There are places which, for want of a better term, become iconic. That is, they become forever associated with one event, person or idea. The traditional repository for this type of connection, this type of metonymy, is the one either designed for it, or the one which burns itself into the collective unconscious through sheer force of spectacle, or perhaps both simultaneously such as London’s Monument. But the most powerful seem to be those that become synonymous with absence. The sheer mass of the Menin Gate in Ypres (or Leper, depending on your predilection) always astounds – the thousands of undiscovered given a merely lapidary burial. The physical manifestation of unbeing, shown simultaneously through the absence of small slivers of stone on the side of the massy triumphal arch and the collective shout of thousands upon thousands of names all dying and vanishing in unison which makes the arch’s stone look utterly insignificant.
Yesterday evening I walked from the east pier to home. Not a long walk, but a strangely significant one. It was below freezing, and as I crumped along the frozen, compacted stones I was utterly alone. It was utterly perfect.

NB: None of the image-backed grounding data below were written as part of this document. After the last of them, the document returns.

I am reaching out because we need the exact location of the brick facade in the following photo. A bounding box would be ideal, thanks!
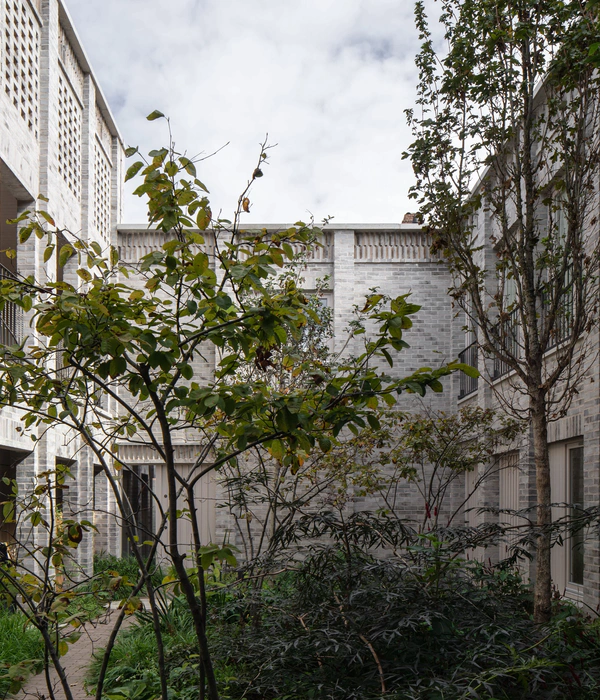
[2,0,599,613]
[0,0,124,572]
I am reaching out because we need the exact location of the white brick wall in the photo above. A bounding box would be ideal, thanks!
[0,0,125,573]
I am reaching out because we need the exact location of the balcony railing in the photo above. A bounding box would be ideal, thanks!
[492,309,520,380]
[0,264,22,346]
[458,340,478,399]
[543,269,573,351]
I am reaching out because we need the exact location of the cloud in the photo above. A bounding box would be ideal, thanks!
[64,0,436,225]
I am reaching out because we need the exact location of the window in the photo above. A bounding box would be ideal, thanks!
[498,452,523,560]
[458,304,478,399]
[542,196,574,350]
[569,445,584,586]
[492,274,520,379]
[549,439,584,599]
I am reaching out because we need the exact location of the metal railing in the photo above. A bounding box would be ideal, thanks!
[0,264,22,346]
[543,269,574,351]
[492,309,520,380]
[458,340,478,398]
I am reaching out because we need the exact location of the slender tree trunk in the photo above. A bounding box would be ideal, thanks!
[531,390,552,624]
[164,445,219,699]
[187,484,210,700]
[38,621,74,700]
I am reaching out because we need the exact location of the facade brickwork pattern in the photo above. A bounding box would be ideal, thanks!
[1,0,40,136]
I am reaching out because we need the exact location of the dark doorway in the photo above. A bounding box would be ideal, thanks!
[0,448,31,546]
[121,465,154,559]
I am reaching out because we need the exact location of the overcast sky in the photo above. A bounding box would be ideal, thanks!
[65,0,439,226]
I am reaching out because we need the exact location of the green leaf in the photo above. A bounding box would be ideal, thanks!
[179,157,197,177]
[58,244,75,267]
[381,348,394,367]
[109,357,127,378]
[39,210,55,226]
[366,413,380,431]
[2,501,15,521]
[125,161,144,182]
[454,362,480,379]
[125,146,138,157]
[180,364,193,380]
[318,436,332,453]
[361,294,383,312]
[197,207,212,231]
[129,290,144,302]
[282,242,294,260]
[77,268,92,282]
[147,110,165,121]
[269,439,285,460]
[165,160,178,177]
[19,227,33,244]
[43,245,55,263]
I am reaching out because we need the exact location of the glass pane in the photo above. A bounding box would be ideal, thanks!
[569,446,584,585]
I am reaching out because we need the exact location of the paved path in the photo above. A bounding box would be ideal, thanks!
[15,611,133,700]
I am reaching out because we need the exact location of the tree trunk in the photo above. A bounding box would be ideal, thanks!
[531,390,552,624]
[165,454,219,700]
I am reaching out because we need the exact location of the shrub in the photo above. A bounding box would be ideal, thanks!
[87,596,206,700]
[208,525,600,699]
[93,552,164,598]
[88,543,600,700]
[0,608,44,696]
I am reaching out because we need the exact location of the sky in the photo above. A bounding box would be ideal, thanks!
[64,0,439,226]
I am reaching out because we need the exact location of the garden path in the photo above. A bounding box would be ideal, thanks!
[15,609,133,700]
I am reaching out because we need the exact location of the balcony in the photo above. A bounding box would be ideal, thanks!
[0,263,22,346]
[458,340,478,399]
[543,271,573,351]
[492,309,519,380]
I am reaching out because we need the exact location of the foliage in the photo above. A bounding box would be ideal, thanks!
[93,552,164,598]
[0,607,44,697]
[219,402,512,569]
[89,520,600,700]
[335,405,522,531]
[213,549,600,699]
[87,595,216,700]
[0,114,465,700]
[0,466,107,697]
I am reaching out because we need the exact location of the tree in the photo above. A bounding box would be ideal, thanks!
[405,0,600,622]
[0,116,461,700]
[362,406,522,533]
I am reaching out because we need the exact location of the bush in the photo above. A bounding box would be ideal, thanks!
[87,596,206,700]
[0,608,44,696]
[211,544,600,699]
[93,552,164,598]
[86,520,600,700]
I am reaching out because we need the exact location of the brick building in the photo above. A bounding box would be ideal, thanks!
[0,0,124,571]
[1,0,598,610]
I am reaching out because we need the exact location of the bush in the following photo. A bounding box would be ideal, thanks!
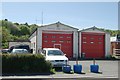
[105,54,113,59]
[2,54,52,74]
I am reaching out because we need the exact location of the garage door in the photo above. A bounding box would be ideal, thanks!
[42,31,73,59]
[81,32,105,58]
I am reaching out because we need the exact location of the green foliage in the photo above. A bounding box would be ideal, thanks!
[2,27,10,48]
[0,19,119,48]
[29,24,38,33]
[0,27,2,46]
[99,28,119,36]
[2,54,53,74]
[105,54,115,59]
[1,19,39,48]
[19,25,30,35]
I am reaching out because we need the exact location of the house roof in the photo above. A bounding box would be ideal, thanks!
[38,21,79,30]
[9,39,30,42]
[79,26,110,34]
[29,28,37,37]
[29,21,79,37]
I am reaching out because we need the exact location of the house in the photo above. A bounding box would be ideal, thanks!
[9,40,30,49]
[111,34,120,56]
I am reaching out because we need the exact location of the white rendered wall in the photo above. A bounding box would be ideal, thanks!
[29,31,36,54]
[105,33,111,56]
[9,42,30,48]
[73,31,78,58]
[37,28,42,53]
[79,32,82,58]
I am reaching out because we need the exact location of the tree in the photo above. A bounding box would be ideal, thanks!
[24,22,29,27]
[14,22,19,26]
[1,20,19,35]
[19,25,30,35]
[0,27,2,48]
[30,24,39,33]
[4,19,8,21]
[2,27,11,48]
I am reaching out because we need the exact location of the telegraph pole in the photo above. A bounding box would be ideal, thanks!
[35,11,43,26]
[41,11,43,26]
[35,18,40,25]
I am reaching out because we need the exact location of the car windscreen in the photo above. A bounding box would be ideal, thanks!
[12,49,28,53]
[48,50,64,56]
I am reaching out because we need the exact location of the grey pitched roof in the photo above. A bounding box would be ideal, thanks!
[79,26,110,34]
[29,22,79,38]
[38,21,79,30]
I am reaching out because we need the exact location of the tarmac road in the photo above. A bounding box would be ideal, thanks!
[68,60,119,77]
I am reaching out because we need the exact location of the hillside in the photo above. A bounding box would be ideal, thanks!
[1,19,39,48]
[0,19,119,48]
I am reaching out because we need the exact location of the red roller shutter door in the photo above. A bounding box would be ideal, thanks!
[81,32,105,58]
[42,31,73,59]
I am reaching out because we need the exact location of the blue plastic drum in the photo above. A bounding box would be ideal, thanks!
[62,65,71,73]
[73,65,82,73]
[90,65,99,73]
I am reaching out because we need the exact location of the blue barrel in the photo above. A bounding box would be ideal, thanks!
[73,65,82,73]
[90,65,99,73]
[62,65,71,73]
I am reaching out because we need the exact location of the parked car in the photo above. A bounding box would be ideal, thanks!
[9,45,33,53]
[11,49,29,54]
[2,49,9,54]
[41,48,68,67]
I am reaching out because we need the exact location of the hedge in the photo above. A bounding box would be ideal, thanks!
[2,54,52,74]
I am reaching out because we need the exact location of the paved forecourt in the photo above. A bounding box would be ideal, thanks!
[1,60,119,80]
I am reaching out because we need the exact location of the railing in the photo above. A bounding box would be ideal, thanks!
[113,48,120,59]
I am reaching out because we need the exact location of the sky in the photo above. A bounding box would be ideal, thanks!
[1,2,119,30]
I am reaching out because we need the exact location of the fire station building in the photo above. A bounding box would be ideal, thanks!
[29,22,110,59]
[79,27,110,58]
[29,22,79,59]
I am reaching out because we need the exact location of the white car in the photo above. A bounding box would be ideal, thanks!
[11,49,29,54]
[41,48,68,67]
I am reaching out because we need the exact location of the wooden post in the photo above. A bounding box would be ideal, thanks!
[93,58,95,65]
[76,54,78,65]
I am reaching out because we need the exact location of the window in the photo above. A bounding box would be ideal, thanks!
[44,36,48,38]
[59,40,64,43]
[90,38,94,40]
[52,40,56,43]
[91,42,94,44]
[44,40,47,42]
[60,36,63,38]
[52,36,56,38]
[83,37,86,39]
[34,43,35,48]
[48,50,64,56]
[67,36,71,38]
[99,42,102,44]
[67,41,71,43]
[83,42,87,44]
[32,43,34,48]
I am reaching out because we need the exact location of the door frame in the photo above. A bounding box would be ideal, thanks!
[54,44,61,50]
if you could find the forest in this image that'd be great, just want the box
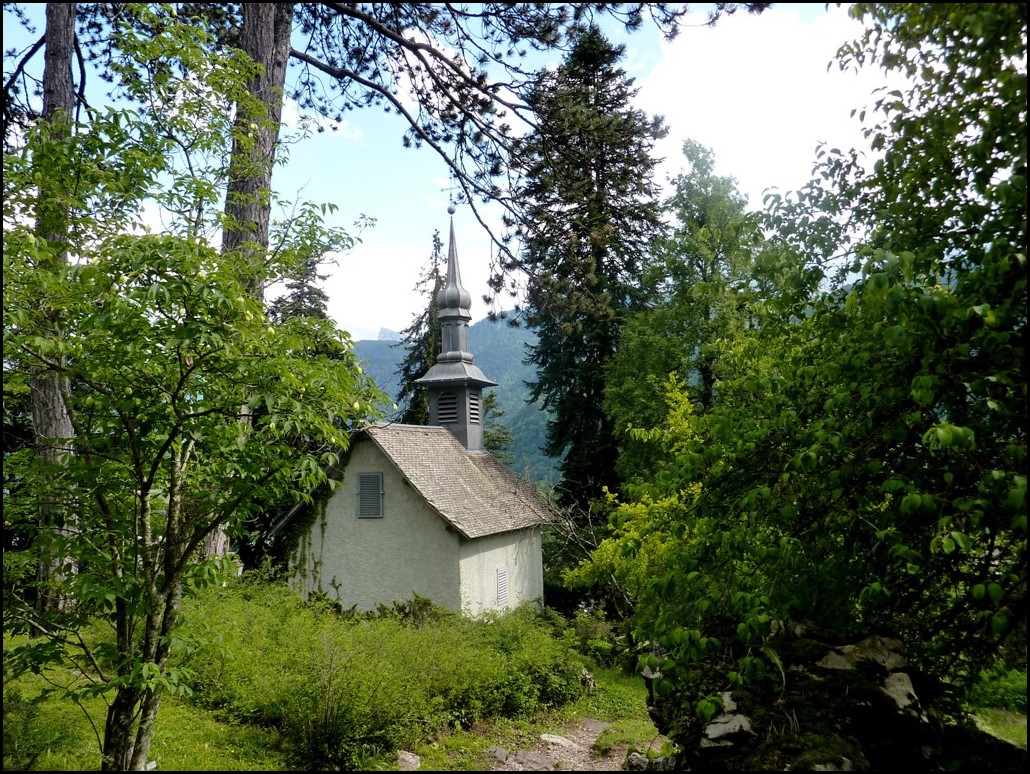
[3,3,1026,771]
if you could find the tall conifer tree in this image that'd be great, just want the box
[395,229,445,425]
[507,24,667,510]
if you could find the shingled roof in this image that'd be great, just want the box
[359,423,553,540]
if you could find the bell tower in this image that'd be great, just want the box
[414,205,496,451]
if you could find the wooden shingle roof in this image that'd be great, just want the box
[360,424,553,539]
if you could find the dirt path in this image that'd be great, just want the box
[485,717,633,771]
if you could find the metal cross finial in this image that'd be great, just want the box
[441,172,464,213]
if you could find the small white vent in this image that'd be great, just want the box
[496,565,509,606]
[468,392,481,424]
[438,390,458,424]
[357,472,383,518]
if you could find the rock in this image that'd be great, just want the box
[647,625,1028,771]
[540,733,577,748]
[397,749,421,770]
[488,745,510,762]
[514,749,559,768]
[623,751,677,771]
[624,751,650,770]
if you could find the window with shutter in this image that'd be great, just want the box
[496,565,509,606]
[468,392,481,424]
[357,472,383,518]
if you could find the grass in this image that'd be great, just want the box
[7,662,1024,771]
[2,666,291,771]
[4,580,600,771]
[4,577,1024,771]
[974,708,1027,750]
[410,663,666,771]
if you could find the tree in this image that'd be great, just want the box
[395,228,445,425]
[571,0,1027,756]
[22,2,79,618]
[221,2,293,303]
[604,139,768,486]
[483,389,515,464]
[14,4,772,274]
[284,3,695,247]
[505,24,668,510]
[267,203,370,324]
[241,202,374,572]
[5,4,778,322]
[3,10,383,769]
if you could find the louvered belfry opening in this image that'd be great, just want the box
[438,391,459,424]
[414,206,496,451]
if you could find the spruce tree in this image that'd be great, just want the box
[483,390,515,464]
[506,24,667,510]
[267,253,331,323]
[395,229,445,424]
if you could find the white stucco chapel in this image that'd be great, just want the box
[290,206,551,615]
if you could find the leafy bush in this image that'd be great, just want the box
[3,687,50,771]
[569,604,621,667]
[174,574,587,769]
[967,664,1028,714]
[1,677,105,770]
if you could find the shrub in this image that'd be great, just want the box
[967,664,1027,714]
[571,604,622,667]
[175,576,588,769]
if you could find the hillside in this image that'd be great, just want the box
[352,314,558,485]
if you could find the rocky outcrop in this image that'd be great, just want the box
[645,625,1026,771]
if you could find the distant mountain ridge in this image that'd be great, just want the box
[352,314,557,485]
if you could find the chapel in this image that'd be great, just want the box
[290,206,551,615]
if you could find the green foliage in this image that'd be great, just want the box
[268,202,368,324]
[579,1,1027,746]
[171,576,587,769]
[604,140,771,484]
[567,605,621,668]
[2,7,384,767]
[968,665,1028,715]
[483,390,515,464]
[2,684,90,771]
[395,229,445,424]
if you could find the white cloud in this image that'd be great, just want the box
[634,3,892,208]
[280,96,362,140]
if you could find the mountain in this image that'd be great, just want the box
[352,314,558,485]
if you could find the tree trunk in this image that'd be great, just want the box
[221,0,293,303]
[206,1,293,558]
[101,686,140,771]
[32,1,78,617]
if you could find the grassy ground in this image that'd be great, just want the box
[974,708,1028,750]
[4,614,1025,770]
[409,664,667,771]
[2,658,656,771]
[2,672,292,771]
[4,662,1026,770]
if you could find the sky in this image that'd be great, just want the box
[4,3,896,342]
[277,2,895,341]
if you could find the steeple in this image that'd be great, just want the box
[414,205,496,451]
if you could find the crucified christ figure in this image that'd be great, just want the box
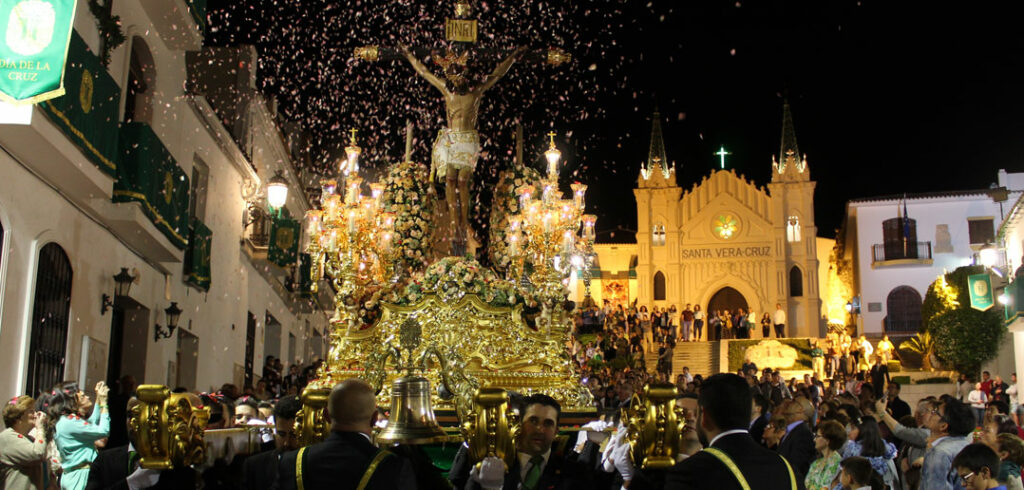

The clarity of the night sky is quite something to behold. It’s a little like the air becomes crystalline, magnifying and focusing the stars until they become just that little bit sharper, just that little bit bigger, just that that little bit more starry. Thoughts are focused in the same way, as the combination of crystalline sky and frost-bitten solitude combine to set the mind free, just that little bit. Perspective is also enhanced.
So I walk to the west pier, now just a slight darkening over the inky sea, a red light flashing out in the distance. It’s how I remember it, though last time I approached from the west, and the sun was yet to entirely sink below the yardarm, let alone the horizon. This time it was like last time: cold, serene, beautiful.
But it was also very, very lonely.
I stood beside it, at the first big shingle dip, and sucked in the cold, cold air. I drank in the silence. I basked in the solitude. For ten minutes I stood there.
Then I walked home. I think everything ought to have changed then. The pier signifies one absence to me.
I walked home. And everything stayed the same.